For the last three decades, students at an Indiana high school have included a live Nativity scene in the annual Christmas show. This year the scene was censored by a federal judge. He acted on a complaint from two anti-Christian organizations, the ACLU and Freedom From Religion Foundation, and they, in turn, responded to the beckoned call of a bigot. The judge’s decision, like those who made the complaints, flies in the face of directives announced 20 years ago on the subject of religious expression in the schoo ls.
When Bill Clinton was elected president in 1992, he asked his Secretary of Education, Richard W. Riley, to work with the Attorney General to “provide every public school district in America with a statement of principles addressing the extent to which religious expression and activity are permitted in our public schools.” The memo by Secretary Riley, which was sent to all public school superintendents in 1995, is a clear and fair statement on the subject.
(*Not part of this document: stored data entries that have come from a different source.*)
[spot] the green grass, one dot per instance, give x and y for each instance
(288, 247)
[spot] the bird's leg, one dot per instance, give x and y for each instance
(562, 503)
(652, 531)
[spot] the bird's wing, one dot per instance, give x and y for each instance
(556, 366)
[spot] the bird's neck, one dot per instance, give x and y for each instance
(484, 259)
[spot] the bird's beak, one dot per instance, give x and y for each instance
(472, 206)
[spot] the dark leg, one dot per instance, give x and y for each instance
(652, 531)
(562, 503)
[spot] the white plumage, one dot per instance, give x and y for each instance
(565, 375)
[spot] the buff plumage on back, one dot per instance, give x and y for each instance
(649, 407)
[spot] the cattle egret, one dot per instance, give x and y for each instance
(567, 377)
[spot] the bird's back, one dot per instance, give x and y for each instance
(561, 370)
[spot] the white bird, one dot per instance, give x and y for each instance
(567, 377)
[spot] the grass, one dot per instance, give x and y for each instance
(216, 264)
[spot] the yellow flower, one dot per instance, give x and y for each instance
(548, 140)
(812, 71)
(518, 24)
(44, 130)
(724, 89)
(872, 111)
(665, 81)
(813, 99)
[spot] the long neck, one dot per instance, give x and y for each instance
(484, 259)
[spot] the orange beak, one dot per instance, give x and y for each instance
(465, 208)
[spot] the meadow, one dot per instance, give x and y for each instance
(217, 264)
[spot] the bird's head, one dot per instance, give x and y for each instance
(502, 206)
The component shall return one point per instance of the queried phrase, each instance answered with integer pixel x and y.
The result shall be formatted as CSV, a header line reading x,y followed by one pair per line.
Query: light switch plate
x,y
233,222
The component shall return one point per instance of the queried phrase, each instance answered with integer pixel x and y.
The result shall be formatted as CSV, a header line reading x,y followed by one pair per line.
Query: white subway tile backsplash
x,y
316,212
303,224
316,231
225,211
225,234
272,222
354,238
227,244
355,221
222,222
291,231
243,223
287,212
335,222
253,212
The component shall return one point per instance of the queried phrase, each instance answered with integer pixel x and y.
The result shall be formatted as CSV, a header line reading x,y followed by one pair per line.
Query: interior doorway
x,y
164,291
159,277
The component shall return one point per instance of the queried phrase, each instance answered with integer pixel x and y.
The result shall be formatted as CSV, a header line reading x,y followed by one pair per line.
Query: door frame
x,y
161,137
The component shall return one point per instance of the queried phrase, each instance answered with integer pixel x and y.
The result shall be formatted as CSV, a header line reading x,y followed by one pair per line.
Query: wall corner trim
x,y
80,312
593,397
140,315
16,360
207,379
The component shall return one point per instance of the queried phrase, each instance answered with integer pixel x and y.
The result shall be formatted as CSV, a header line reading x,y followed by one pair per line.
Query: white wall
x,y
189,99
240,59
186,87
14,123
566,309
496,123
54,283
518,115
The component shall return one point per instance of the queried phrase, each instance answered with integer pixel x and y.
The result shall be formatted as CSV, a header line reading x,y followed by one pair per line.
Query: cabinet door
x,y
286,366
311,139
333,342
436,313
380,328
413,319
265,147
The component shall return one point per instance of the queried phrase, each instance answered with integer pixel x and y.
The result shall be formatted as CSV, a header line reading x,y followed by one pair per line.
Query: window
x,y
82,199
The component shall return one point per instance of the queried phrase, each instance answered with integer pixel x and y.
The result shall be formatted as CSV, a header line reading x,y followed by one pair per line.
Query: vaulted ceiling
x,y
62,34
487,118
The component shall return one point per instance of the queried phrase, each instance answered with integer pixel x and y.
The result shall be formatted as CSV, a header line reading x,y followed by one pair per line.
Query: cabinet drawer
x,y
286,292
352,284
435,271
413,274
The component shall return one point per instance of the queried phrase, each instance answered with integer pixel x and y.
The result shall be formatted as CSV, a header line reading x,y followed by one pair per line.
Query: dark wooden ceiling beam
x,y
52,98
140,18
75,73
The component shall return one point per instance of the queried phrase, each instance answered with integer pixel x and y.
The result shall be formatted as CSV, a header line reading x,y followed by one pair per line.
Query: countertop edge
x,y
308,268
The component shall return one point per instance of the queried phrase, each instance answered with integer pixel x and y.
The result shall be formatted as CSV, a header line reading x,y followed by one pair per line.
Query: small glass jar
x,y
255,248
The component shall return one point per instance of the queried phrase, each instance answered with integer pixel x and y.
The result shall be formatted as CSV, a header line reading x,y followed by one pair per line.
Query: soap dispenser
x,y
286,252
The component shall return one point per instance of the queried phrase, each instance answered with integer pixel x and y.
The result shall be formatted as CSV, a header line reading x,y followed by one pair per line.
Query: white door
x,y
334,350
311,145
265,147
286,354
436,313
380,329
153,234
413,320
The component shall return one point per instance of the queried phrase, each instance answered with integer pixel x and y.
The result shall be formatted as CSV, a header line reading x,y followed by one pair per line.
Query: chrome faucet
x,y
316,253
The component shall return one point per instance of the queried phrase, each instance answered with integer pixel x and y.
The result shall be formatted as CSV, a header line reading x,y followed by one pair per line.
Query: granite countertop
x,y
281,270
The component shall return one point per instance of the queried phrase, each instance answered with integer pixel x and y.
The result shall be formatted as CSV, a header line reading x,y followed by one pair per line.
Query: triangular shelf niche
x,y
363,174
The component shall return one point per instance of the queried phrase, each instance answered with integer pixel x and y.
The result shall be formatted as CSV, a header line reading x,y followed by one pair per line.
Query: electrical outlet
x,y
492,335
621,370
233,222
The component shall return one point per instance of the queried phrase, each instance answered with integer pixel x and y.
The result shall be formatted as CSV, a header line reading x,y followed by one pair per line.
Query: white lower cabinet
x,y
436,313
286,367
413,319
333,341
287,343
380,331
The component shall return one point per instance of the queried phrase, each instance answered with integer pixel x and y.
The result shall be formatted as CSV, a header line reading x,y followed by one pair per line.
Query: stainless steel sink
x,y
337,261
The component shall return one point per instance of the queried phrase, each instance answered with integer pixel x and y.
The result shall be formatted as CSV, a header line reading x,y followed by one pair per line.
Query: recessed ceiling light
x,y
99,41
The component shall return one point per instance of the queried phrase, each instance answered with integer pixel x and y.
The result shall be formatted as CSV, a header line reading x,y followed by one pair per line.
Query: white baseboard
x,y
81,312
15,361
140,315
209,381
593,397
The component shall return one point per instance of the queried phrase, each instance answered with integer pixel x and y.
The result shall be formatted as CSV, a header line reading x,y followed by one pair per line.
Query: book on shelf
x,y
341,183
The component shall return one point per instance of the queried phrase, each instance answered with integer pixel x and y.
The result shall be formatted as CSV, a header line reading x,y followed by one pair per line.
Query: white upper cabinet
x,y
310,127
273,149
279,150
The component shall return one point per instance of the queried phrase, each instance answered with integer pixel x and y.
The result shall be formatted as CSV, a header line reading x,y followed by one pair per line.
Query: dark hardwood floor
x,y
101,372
Regrettably, it has been ignored.
Here is the paragraph that is particularly operative at Christmastime:
“Official neutrality regarding religious activity: Teachers and school administrators, when acting in those capacities, are representatives of the state and are prohibited by the establishment clause from soliciting or encouraging religious activity, and from participating in such activity with students. Teachers and administrators are also prohibited from discouraging activity because of its religious content, and from soliciting or encouraging anti-religious activity.” (My italics.)
This last sentence is being ignored in many schools throughout the nation. Indeed, it was ignored by the federal judge in the aforementioned case. The principle of neutrality cuts both ways—it does not give officials the right to discourage activity because of its religious content!